Swahili is subcontinental lingua franca spoken by 200M people and growing quickly. Polish is spoken by a shrinking population in one country where English is understood anyways.

> where English is understood anyways.

It's popular. But not that popular - you couldn't assume a random person over 30yo on the street would be able to have a chat.


200 million people speak Swahili.

39 million people speak Polish, and most of those also speak English or another more common language.


You could say the same about Dutch to be fair. 90-95% speak English - I bet that's way higher than in Poland.

As an American, my perspective is that Dutch people speak better English than a large percentage of English people and Americans.

As a Dutch person, I'm very doubtful that's the case, but I'm willing to bet a good ESL speaker is more aware of common grammatical errors than some native speakers. For example, the your/you're mixup makes no sense if you've had to explicitly learn about English contractions in the first place.

Heh, based on my incorrect and probably wrong experience Dutch and Swedes are the best non-native english speakers in term of both the accent and fluency.

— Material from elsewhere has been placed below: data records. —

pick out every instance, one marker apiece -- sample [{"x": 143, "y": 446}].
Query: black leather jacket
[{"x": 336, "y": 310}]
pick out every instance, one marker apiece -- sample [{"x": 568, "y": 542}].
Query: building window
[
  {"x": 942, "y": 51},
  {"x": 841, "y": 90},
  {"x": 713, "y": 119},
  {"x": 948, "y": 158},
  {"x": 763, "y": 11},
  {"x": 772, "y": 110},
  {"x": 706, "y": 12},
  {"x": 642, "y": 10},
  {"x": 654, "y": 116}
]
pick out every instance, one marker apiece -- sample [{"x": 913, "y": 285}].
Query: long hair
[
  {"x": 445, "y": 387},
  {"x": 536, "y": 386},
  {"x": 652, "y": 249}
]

Those and Icelandic people. But there's a fun correlation - see how much the US media content is played compared to local one per country. And which countries use subs rather than dubs or voiceovers in cinemas and TV. https://publications.europa.eu/resource/cellar/e4d5cbf4-a839...

If you have exposure to English media from young age and don't get a translation, you learn pretty quickly.


Just a side note to remember that this is a mini model. It's very small and yet 12 languages.

I guess a European version can be created but now it's aimed at a world wide distribution.


I guess I will check Korean. OpenAI audio mini is not bad but I always have to make gpt to check and fix transcription.